Two Circles and a Triangle

Draw a straight line BQ from B to a point Q on AC. Now, CQ and CA are tangents to the bigger and smaller circle separately.We know that tangents drawn from an external point to a particular circle are equal.Therefore,AQ = BQ and BQ = CQ. So,AQ = CQ. Now, ABC is a triangle in which angle QAB + angle QBA + angle QBC + angle QCB = 180 degree..Since QA = QB and QB = QC,angle QZB = angle QBA and angle QBC = angle QCB.Therefore,2(angle QBA + angle QBC) = 180 degree.Therefore,angle ABC = 90 degree.

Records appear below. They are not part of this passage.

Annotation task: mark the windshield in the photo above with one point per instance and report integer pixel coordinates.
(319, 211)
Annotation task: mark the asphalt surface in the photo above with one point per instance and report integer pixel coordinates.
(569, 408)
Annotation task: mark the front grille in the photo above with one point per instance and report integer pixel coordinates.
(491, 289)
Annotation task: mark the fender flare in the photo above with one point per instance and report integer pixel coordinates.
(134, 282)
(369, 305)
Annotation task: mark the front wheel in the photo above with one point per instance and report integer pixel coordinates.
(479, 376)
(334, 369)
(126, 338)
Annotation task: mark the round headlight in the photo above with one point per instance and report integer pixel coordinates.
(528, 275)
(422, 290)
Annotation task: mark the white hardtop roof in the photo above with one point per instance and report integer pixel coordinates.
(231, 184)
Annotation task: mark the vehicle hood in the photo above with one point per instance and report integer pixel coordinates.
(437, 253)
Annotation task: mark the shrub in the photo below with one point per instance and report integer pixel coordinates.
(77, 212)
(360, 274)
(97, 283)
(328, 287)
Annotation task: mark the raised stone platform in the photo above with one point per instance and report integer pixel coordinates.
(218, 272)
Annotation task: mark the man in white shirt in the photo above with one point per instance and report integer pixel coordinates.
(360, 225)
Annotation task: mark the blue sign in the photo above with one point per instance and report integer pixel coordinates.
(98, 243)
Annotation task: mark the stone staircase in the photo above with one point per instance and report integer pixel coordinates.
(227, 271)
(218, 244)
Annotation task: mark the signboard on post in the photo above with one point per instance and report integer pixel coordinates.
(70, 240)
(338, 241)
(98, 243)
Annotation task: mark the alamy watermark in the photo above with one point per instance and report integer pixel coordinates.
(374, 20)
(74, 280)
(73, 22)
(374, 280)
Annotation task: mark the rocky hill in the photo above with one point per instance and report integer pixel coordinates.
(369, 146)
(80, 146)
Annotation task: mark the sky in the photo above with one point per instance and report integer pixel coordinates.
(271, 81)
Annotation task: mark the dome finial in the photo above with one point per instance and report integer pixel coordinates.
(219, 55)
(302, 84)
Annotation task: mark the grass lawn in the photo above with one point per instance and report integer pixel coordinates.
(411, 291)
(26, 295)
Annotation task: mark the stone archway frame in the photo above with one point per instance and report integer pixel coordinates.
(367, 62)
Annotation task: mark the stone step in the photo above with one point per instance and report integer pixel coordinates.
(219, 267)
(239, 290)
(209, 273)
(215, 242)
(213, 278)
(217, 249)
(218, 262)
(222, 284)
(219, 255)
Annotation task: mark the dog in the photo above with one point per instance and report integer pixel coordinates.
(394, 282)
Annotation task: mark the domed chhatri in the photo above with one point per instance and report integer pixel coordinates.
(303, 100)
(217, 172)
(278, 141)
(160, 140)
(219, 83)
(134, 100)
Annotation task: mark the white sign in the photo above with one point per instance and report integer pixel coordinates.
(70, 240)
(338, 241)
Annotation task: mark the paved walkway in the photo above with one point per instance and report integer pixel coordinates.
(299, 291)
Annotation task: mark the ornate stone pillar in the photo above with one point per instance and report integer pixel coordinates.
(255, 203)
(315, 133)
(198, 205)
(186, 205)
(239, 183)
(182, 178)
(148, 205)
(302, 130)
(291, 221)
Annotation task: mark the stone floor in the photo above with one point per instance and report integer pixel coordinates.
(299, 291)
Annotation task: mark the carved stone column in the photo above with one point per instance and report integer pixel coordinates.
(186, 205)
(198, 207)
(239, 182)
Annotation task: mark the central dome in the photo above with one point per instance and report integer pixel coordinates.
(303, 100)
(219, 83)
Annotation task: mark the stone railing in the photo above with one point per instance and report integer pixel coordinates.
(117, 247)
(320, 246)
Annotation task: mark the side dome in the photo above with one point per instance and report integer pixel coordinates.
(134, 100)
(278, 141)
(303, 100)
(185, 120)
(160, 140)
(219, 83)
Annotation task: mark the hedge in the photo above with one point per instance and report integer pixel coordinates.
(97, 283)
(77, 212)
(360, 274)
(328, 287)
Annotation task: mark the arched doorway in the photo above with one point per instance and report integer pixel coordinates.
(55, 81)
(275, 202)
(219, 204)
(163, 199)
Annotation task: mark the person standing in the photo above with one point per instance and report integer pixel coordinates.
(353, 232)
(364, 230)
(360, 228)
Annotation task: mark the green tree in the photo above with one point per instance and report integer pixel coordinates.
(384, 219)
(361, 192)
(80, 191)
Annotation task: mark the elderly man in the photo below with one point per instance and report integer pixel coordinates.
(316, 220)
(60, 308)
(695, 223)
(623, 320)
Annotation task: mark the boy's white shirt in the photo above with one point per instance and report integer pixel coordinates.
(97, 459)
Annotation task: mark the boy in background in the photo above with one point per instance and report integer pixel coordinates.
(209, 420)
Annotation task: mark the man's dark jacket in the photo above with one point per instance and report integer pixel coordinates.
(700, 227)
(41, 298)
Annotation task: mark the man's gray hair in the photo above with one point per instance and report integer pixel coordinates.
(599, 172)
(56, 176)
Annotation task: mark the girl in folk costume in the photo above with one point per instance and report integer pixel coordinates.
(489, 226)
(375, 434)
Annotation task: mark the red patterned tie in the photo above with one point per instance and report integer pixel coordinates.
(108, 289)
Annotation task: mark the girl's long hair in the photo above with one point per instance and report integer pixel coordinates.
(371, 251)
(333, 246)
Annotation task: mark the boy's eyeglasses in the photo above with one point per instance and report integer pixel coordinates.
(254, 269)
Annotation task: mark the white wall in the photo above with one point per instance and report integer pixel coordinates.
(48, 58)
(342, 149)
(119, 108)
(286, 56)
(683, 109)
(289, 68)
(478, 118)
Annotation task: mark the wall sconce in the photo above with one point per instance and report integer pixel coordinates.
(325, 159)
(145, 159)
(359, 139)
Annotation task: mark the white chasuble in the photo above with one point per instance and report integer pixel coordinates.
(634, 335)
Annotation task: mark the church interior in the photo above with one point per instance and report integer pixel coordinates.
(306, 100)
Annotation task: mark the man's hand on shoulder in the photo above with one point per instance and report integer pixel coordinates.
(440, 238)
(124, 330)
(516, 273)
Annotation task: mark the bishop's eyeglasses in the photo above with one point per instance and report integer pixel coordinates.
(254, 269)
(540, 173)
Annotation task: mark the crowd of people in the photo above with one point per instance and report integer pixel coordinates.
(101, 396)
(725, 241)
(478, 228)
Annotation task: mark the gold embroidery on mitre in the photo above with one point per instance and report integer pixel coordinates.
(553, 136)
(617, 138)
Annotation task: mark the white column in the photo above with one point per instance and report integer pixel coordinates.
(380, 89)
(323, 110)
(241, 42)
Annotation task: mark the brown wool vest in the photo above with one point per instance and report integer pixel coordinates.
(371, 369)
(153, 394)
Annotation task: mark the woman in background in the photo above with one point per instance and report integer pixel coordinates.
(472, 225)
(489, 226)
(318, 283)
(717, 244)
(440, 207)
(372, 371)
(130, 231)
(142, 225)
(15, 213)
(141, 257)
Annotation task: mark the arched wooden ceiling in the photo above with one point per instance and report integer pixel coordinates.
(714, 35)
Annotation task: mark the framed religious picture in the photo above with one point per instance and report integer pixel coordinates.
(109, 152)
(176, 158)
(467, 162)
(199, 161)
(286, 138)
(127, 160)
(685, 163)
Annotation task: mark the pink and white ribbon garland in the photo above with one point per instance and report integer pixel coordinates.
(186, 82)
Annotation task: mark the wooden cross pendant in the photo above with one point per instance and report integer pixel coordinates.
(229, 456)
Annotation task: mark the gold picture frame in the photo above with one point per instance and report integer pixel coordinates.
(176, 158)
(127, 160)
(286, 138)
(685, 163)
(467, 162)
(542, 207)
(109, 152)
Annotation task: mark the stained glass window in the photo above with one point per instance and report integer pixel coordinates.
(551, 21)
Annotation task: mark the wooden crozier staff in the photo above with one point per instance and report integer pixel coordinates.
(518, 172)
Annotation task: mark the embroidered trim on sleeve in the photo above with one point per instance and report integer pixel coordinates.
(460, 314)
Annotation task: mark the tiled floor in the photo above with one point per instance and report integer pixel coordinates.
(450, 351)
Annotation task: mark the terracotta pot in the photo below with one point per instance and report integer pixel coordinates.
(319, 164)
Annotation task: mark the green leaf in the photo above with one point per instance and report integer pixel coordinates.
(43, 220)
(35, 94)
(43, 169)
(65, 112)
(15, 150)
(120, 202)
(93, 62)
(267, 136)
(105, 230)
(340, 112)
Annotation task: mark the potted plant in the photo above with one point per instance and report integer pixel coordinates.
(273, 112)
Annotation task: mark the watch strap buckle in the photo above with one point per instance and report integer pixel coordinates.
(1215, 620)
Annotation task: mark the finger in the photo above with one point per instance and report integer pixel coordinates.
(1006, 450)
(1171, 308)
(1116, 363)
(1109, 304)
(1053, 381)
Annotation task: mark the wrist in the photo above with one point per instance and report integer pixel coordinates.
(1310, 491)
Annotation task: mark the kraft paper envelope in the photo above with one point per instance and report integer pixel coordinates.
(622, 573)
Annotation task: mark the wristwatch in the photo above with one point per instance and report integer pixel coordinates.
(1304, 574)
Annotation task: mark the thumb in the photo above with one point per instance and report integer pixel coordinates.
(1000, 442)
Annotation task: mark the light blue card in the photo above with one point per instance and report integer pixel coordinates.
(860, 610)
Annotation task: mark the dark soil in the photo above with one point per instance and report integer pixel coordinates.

Draw a line that goes through ${B}$ and the centers of both circles. Let that line intersect the smaller circle at ${P}$ and the bigger one at ${Q}$ . Also, let line AC extend to the left to point ${x}$ and to the right to point ${x}$ . Now angles in a semicircle equal 90 degrees so: $\angle{PAB} = \angle{BCQ} = 90$ $Now \ let \angle{PAX} = a \ and \angle{QCY} = b$ . $using \ alternate \ segment \ theorem$ $\angle{QBC}\ = b\ and \angle{PBA}\ = a\Rightarrow\angle{ABC}\ = 180 - (a+b)\ (1)$ . By using angle on a straight line = 180 degrees and some angle - chasing gives: $\angle{ABC}\ = 180 - (90-a) - (90-b) = a+b\ (2)$ Now equating (1) and (2): $(a+b) = 180 - (a+b)\Rightarrow\ (a+b) = 90. \therefore\angle{ABC} = 90$

Let o, O be the center of small, large circles, respectively. Draw in the lines Ao, oO, OC and AoOC make a quadrilateral. We know the sum of the angles of a quadrilateral is 360° Clearly, ∠oAC and ∠OCA are both 90°, and that ∠oBA +∠OBC = 90°, since ∆ oAB and ∆OBC are isosceles. ∴ ∠ABC = 90°

since they don't specify the radii of the circles, we can assume that this is true for all circles. So let the two circles have the same radii. The centres of the circles and A and B form a rectangle, so an angle ABC must be equal to 90 degrees.